What are the challenges of balancing so many different creative pursuits? I try and breath and keep myself healthy, which helps quite a lot. Most importantly, I make sure that I’m only doing what I enjoy. Some people go away on weekends to party and drink. I prefer to go on weekends and perform stand-up comedy. We all have our vices, and stand-up happens to be mine.
Speaking of vices, do any Las Vegas indulgences tempt you? Food is a vice, traveling is a vice, chocolate is a vice. Oh, man, I could do way too much of those three things.
You know what’s funny—there was a time when all comedians were taking drugs and cocaine. If you hang out with comedians these days, it’s all kale and quinoa and health and working out and sleeping early. It’s the natural balance of the world. Comedians used to be the mad people who were causing chaos because of how stiff politicians and business people were. Now politicians are the crazy people, so comedians have become the stiffs.
Your 2015 stand-up special, Lost in Translation, explored themes of misunderstanding, whether across cultures or generations. What do people still misunderstand about you? I laugh when I’m terrified. Once I was on a flight, and we hit some really bad turbulence. The person next to me clearly thought I thought it was hilarious, and they were not impressed. I was trying to explain to them that, No, when I’m terrified I start laughing. But that was something that just didn’t come across.

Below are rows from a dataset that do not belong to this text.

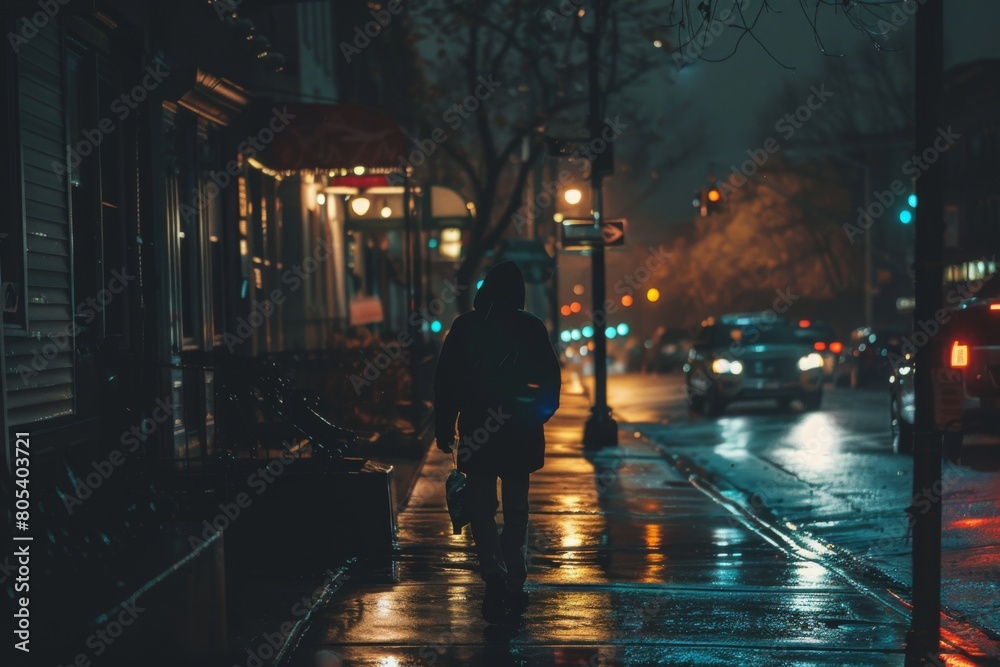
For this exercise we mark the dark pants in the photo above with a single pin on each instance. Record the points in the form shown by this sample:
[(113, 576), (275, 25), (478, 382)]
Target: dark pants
[(507, 551)]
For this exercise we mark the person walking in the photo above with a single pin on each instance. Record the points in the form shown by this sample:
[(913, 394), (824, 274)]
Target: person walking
[(500, 378)]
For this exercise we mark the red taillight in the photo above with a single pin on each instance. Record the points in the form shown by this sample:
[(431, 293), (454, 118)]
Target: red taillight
[(959, 355)]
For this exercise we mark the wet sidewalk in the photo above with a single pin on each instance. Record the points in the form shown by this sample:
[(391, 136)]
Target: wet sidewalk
[(629, 565)]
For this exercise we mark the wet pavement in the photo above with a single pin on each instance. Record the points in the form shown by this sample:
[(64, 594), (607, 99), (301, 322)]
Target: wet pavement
[(831, 476), (629, 564)]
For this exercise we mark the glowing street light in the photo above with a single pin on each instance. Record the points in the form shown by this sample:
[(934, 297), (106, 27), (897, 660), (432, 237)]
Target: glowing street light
[(360, 205)]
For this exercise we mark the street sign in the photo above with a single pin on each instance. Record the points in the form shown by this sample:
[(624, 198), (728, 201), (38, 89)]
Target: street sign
[(949, 393), (581, 234)]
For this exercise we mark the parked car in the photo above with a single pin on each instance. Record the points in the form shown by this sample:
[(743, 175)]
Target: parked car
[(971, 346), (821, 337), (750, 356)]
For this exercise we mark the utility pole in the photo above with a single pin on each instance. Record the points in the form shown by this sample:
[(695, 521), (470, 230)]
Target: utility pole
[(923, 637), (601, 430)]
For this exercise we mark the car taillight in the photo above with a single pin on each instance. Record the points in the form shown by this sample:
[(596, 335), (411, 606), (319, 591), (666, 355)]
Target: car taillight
[(959, 355)]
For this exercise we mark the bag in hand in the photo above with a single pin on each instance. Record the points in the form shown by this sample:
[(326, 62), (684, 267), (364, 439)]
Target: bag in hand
[(458, 505)]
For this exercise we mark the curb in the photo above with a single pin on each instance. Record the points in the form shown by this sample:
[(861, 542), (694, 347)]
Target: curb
[(321, 596), (851, 568)]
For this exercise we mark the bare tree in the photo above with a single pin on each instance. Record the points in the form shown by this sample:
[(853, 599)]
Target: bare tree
[(505, 75)]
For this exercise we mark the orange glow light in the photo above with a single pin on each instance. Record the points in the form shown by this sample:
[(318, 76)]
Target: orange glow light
[(959, 355)]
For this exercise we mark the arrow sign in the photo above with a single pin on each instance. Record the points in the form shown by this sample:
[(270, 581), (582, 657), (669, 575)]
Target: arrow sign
[(613, 232)]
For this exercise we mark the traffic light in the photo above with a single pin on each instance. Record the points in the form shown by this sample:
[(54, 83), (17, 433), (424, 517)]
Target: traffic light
[(909, 212)]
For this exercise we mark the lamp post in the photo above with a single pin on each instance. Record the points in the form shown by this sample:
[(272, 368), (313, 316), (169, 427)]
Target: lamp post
[(600, 430)]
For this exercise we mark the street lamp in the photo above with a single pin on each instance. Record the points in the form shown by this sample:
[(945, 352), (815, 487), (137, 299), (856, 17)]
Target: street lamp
[(360, 205)]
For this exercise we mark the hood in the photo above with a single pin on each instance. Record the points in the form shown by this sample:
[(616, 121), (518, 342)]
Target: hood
[(503, 287)]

What unique perspective on American politics has your South African upbringing given you? A lot of Americans have never dealt with a leader like Donald Trump, somebody whose self-praise and adulation seems to come before the needs of the general population. Somebody who seems intent on enriching his family before dealing with the issues facing a nation. Those types of things are very familiar to me. This guy is like a leader from, unfortunately, many third-world countries, where things are not done in a manner that is befitting a democratically elected leader.
With so much late-night competition, how do you stand out? One of the key things is how I perform—there aren’t many stands-ups on late-night anymore. Something that differentiates me from the crowd is the way I tell a joke, or what jokes I choose to tell. It’s also the way I see the world. I come at things from a different angle, as do many of the other shows. First of all, no one else is in my time slot, so that’s a blessing in disguise. Secondly, I have a unique view on the world for the most part, because of the life that I’ve lived, where I’ve come from and everything that I’ve experienced. I guess that’s part of the reason I’d like to believe that The Daily Show has experienced its success is that it’s a good combination of inside and outside together.
After achieving success at a relatively young age, what big goal is still far on the horizon? My dream has always been to build schools. I’ve always wanted to find a way to revamp schooling as a system, in South Africa and in the US. [Both countries] face very similar challenges because of their racialized histories. … I’ve always realized how different a person’s life could be, depending on what education they received. I’m an example of that. I was lucky that my mom was able to get me in a good school as a kid, thanks to scholarships. Were it not for that, I don’t know where I would’ve ended up in life. In the long term, I’d like to dig in deep and explore different ways to get as many young kids educated as possible.
Trevor Noah May 12-13, 10 p.m., $55-$76. Mirage, 702-792-7777.